Jakarta, Katakini.com - Gunung Lewotobi yang terletak di Flores Timur, Nusa Tenggara Timur, menyuguhkan pemandangan unik sebagai gunung kembar dengan satu puncak disebut Laki-Laki dan yang lain Perempuan.
Dari jauh, keduanya tampak seolah identik, tetapi jika diperhatikan lebih seksama, perbedaan fisik dan perilaku vulkaniknya cukup mencolok. Masyarakat lokal bahkan meyakini bahwa keduanya memiliki karakter dan `peran` berbeda dalam harmoni alam.

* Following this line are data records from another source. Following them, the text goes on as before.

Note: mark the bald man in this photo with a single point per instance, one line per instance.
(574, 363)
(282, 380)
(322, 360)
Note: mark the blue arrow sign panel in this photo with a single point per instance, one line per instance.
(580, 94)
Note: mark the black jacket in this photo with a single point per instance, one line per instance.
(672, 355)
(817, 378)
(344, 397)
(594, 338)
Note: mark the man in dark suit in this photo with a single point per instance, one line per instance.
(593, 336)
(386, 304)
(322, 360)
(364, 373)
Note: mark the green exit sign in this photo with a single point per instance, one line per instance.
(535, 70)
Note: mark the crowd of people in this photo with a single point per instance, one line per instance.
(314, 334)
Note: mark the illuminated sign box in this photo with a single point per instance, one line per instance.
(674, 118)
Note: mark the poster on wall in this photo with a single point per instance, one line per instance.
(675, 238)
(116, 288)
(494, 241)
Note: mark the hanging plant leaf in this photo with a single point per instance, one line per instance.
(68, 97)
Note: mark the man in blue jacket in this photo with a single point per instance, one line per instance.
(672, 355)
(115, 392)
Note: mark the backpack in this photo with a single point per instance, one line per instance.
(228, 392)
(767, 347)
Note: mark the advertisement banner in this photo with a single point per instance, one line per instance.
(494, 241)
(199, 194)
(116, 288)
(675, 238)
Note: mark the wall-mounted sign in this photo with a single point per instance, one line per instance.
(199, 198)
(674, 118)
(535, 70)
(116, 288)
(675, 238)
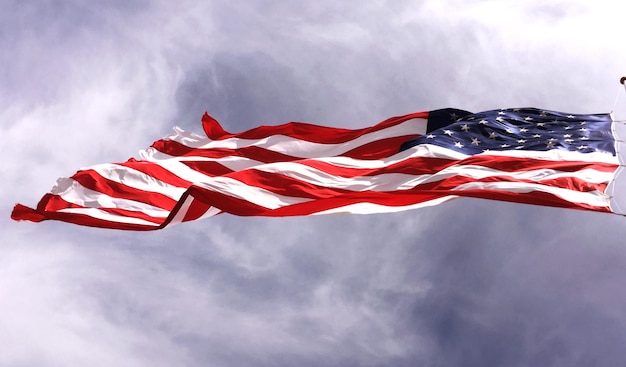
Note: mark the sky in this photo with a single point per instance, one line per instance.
(470, 282)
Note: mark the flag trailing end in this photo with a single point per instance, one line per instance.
(420, 159)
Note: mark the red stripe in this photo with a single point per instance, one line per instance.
(92, 180)
(153, 169)
(305, 131)
(326, 198)
(209, 168)
(49, 206)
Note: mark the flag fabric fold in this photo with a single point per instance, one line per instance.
(420, 159)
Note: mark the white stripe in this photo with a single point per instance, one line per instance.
(595, 198)
(370, 208)
(297, 147)
(138, 180)
(402, 181)
(558, 155)
(73, 192)
(101, 214)
(234, 163)
(252, 194)
(182, 212)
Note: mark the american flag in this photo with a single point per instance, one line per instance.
(420, 159)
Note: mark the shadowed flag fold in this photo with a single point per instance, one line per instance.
(420, 159)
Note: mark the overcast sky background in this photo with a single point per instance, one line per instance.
(466, 283)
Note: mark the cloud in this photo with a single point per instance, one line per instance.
(470, 282)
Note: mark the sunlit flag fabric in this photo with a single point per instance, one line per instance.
(522, 155)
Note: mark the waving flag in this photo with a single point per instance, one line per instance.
(520, 155)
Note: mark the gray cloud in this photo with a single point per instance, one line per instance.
(470, 282)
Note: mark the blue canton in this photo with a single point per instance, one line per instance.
(522, 129)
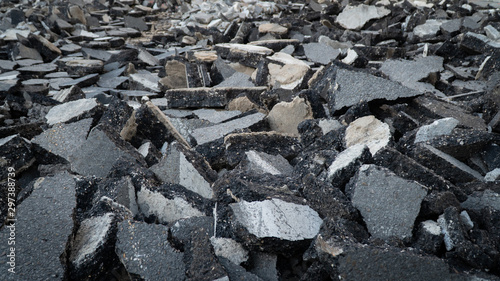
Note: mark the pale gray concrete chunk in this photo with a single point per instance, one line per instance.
(320, 53)
(277, 218)
(43, 227)
(166, 210)
(64, 139)
(145, 251)
(437, 128)
(177, 169)
(208, 134)
(445, 164)
(229, 249)
(356, 17)
(91, 235)
(389, 204)
(286, 71)
(265, 163)
(429, 29)
(353, 87)
(146, 80)
(286, 116)
(328, 125)
(368, 131)
(67, 111)
(410, 73)
(344, 159)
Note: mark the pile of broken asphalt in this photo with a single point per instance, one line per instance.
(250, 140)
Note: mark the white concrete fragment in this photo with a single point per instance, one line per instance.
(166, 210)
(90, 236)
(328, 125)
(286, 116)
(66, 111)
(369, 131)
(277, 218)
(288, 71)
(229, 249)
(345, 158)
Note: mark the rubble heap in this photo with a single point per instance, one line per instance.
(250, 140)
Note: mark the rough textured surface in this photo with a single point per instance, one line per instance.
(37, 247)
(352, 87)
(285, 116)
(388, 203)
(67, 111)
(437, 128)
(368, 131)
(277, 218)
(208, 134)
(145, 251)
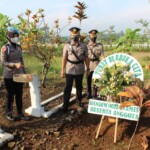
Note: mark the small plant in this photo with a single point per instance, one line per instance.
(134, 97)
(113, 79)
(80, 15)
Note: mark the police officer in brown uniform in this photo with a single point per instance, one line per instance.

Secara struktural, kedua puncak berada hanya sekitar dua kilometer satu sama lain, tetapi memiliki elevasi yang berbeda signifikan. Perempuan lebih tinggi, sedangkan Laki-Laki lebih kecil dan lebih aktif.
Perbedaan ini bukan hanya soal ketinggian, melainkan juga memengaruhi kawah, jenis letusan, tingkat kegempaan, dan implikasi mitigasi bencana yang diterapkan.
Gunung Lewotobi Perempuan memiliki ketinggian sekitar 1.703 mdpl, sedangkan Laki-Laki lebih rendah di 1.584 mdpl. Kawah Perempuan juga lebih besar yaitu berdiameter sekitar 700 meter, sementara kawah Laki-Laki hanya mencapai 400 meter.
Faktor paling mencolok adalah frekuensi dan intensitas erupsi. Lewotobi Laki-Laki adalah yang paling aktif dari kakak-adiknya, dengan sejarah letusan sejak abad ke-19 hingga yang terbaru pada 2023–2025, sering disertai kolom abu setinggi ratusan hingga ribuan meter dan peningkatan status aktivitas ke Level IV (Awas).
Pemantauan seismik menunjukkan Laki-Laki mengalami frekuensi gempa vulkanik dalam dan dangkal jauh lebih tinggi dibanding Perempuan, terutama sebelum letusan besar. Peningkatan gempa ini menjadi indikator utama PVMBG untuk menaikkan status dari Waspada (Level II) ke Siaga (Level III) atau Awas (Level IV).
Karena kawah yang lebih kecil dan aktivitas lebih intens, Lewotobi Laki-Laki lebih cepat memengaruhi daerah sekitarnya. Status kewaspadaan yang sering mencapai Level III–IV mengakibatkan penerapan wilayah larangan aktivitas hingga radius 2–5 km. Sementara itu, Perempuan pada umumnya tetap berada di Level normal dan memerlukan surveilans, bukan evakuasi massal.
Meski namanya berdasarkan jenis kelamin, keduanya disebut sebagai pasangan suami - istri oleh masyarakat lokal. Ketika Laki-Laki "marah" (meletus), diyakini menandakan ketidakharmonisan spiritual, sementara Perempuan, lebih tenang, mewakili kesabaran.
Karena sifatnya, strategi mitigasi untuk Laki-Laki menuntut kesiapan tinggi. PVMBG menempatkan pos pengamatan di Desa Pululera dan menetapkan status Zona Waspada hingga larangan aktivitas mendekat hingga 5 km. Perempuan, dalam kondisi normal, hanya dikenai pembatasan khusus seperti larangan camping di kawah.
Ketika berada dalam masa normal, Lewetobi Perempuan relatif aman untuk pendakian tetapi tetap diawasi. Sementara Laki-Laki menjadi destinasi lebih berisiko, terkadang wisata sempat dibatasi atau dibuka kembali sesuai pergerakan status.